All that glitters is not 24 Karat gold

By Rupa Gulab
(Published in Bengal Post, 3rd August 2010)

Of all the preachy proverbs we were made to learn at school, the one that frightened me the most was, “Pride comes before a fall.” I continue to have deep respect for it because I actually saw how dramatically it worked in July 2008, after the Left had arrogantly (and utterly foolishly) withdrawn support to UPA-I over the Indo-US nuclear deal. Now, while we didn’t understand much (okay, why lie - we didn’t understand anything) about the nuclear deal, one thing was crystal clear: the America-unfriendly Left had absolutely no idea that the Cold War was over! How much faith can you have in a party that hasn’t bothered to read the newspapers for years? Naturally, we backed UPA-I, and to our great joy, the Left lost not just that battle but many more to come. Better still, CPM General Secretary Prakash Karat, he who was most stridently and vociferously against the deal, was left with a generous helping of egg on his face. Most of us agreed that he looked so much more attractive this way - and not just because egg white tightens unseemly pores.

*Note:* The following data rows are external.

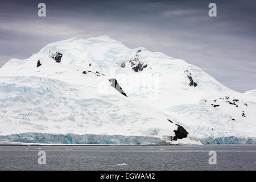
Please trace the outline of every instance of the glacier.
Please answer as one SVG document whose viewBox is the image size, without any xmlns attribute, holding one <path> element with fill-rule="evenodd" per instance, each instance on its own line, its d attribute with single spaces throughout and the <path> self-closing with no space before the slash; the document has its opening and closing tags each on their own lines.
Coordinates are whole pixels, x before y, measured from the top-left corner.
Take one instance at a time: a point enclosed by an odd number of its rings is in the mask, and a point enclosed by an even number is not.
<svg viewBox="0 0 256 182">
<path fill-rule="evenodd" d="M 38 143 L 43 137 L 56 142 L 55 136 L 68 142 L 68 135 L 76 143 L 255 143 L 254 93 L 107 35 L 73 38 L 0 68 L 0 140 L 25 142 L 30 135 L 27 141 Z M 178 125 L 188 134 L 175 140 Z"/>
</svg>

During the lively vote of confidence drama on television it was clear that while Prime Minister Manmohan Singh was the victor (yay) and Rahul Gandhi and Omar Abdulla were decidedly the best looking chaps in Parliament (sigh), the real hero of the day was Lok Sabha Speaker, Somnath Chatterjee. We were aware that he had been sternly ordered by his Left comrades to resign from the post of speaker before the vote of confidence. We were also aware that he’d spent several sleepless nights mulling over this arbitrary decision – racoon-like dark circles tell tales.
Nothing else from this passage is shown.